From all rows with same email address, only the one with newest date should be taken in a result table, regardless of values of other columns (20-ish columns are in the table all together).
Is there a way to handle it in DI Studio without using custom written code?
06-19-2018 07:55 AM
I found this article that deals with a quite similar problem by using the Query Builder in Enterprise Guide. Maybe you can apply the method to DI Studio as well.
06-20-2018 12:36 AM
Below two coding options should both be quite simple to implement in DIS using standard transformations.
data have; set sashelp.class; email@example.com'; dt=today()+_n_; format dt date9.; run; /* option 1 */ proc sort data=have out=want1; by email_addr DESCENDING dt; run; proc sort data=want1 nodupkey; by email_addr; run; /* option 2 */ proc sql; create table want2 as select * from have group by email_addr having max(dt)=dt ; quit;
06-21-2018 07:21 PM
Personally, this is just a bit of "SQL maths", easily done with Extract nodes.
extract node to
select email, max(date) as maxdate from table group by email into work.interim
join that back onto the original table, joining on email = email and date = maxdate
All done in extract nodes.
Remember, DI Studio isn't a supposed to be programming tool.
06-22-2018 04:24 AM
Makes sense. Thanks!
In the meantime, I checked RANK transformation and that does the trick - gives me ranking within parameters I need. Then I just take out rows with rank=1 for example.

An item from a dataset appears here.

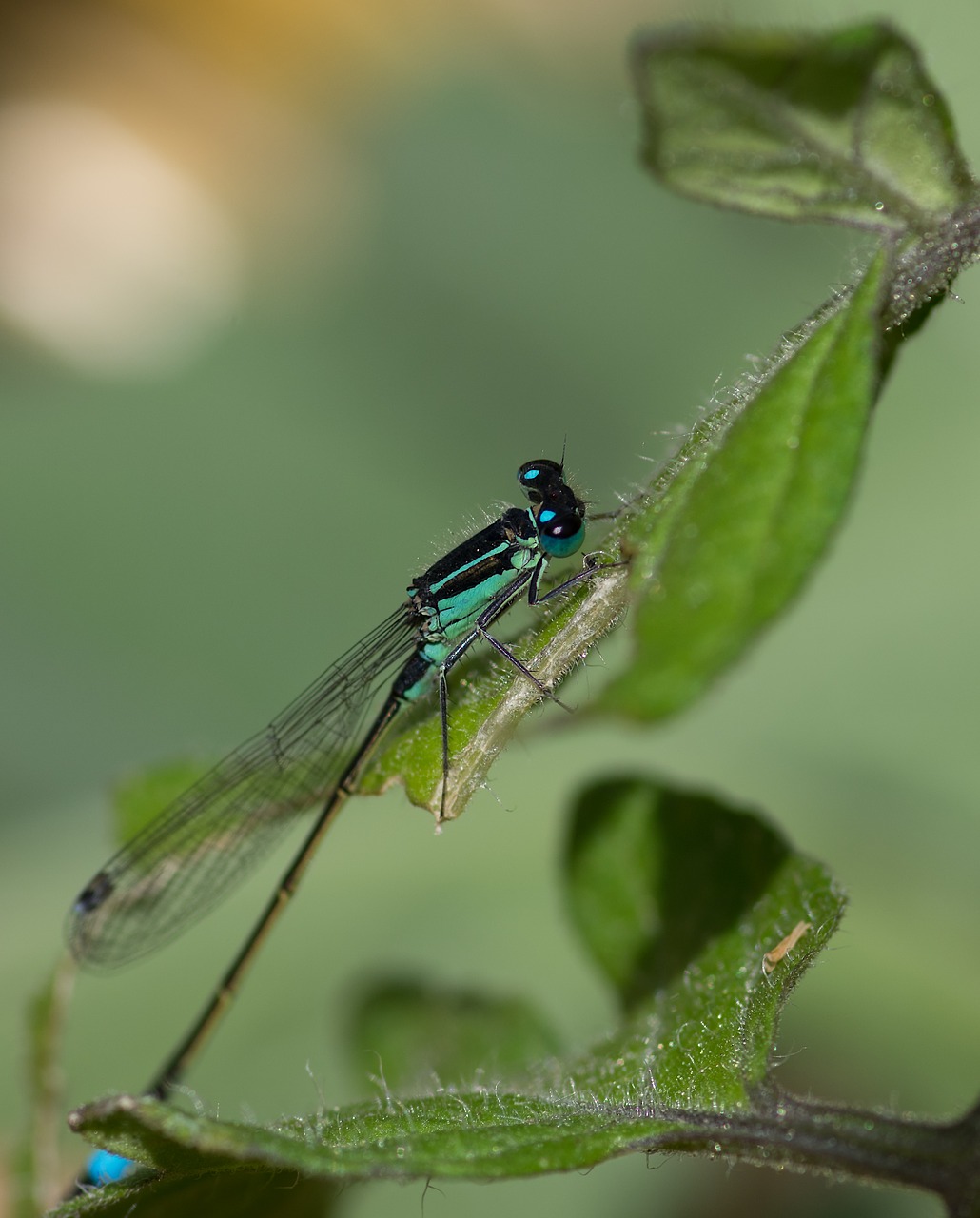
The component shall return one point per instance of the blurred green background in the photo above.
(288, 292)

I completelly agree about DI Studio not being programming tool. It is possible to run all in user-written code but we are avoiding it by all means.

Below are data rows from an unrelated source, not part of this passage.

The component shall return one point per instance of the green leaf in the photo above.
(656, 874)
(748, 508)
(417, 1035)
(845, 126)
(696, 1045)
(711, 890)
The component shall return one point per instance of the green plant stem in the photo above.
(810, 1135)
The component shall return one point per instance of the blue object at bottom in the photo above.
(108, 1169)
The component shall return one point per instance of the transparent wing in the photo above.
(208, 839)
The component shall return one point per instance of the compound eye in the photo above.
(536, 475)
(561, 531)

06-22-2018 10:59 PM - edited 06-22-2018 10:59 PM
Just to clarify: The two coding option I've posted weren't meant to be implemented as user written code but as logic using standard DIS transformations.
Option 1 can get implemented using two SORT transformations.
Option 2 can get implemented using a SQL Join transformation.
Option 1 would should also allow to easily collect the rejected records in a second table.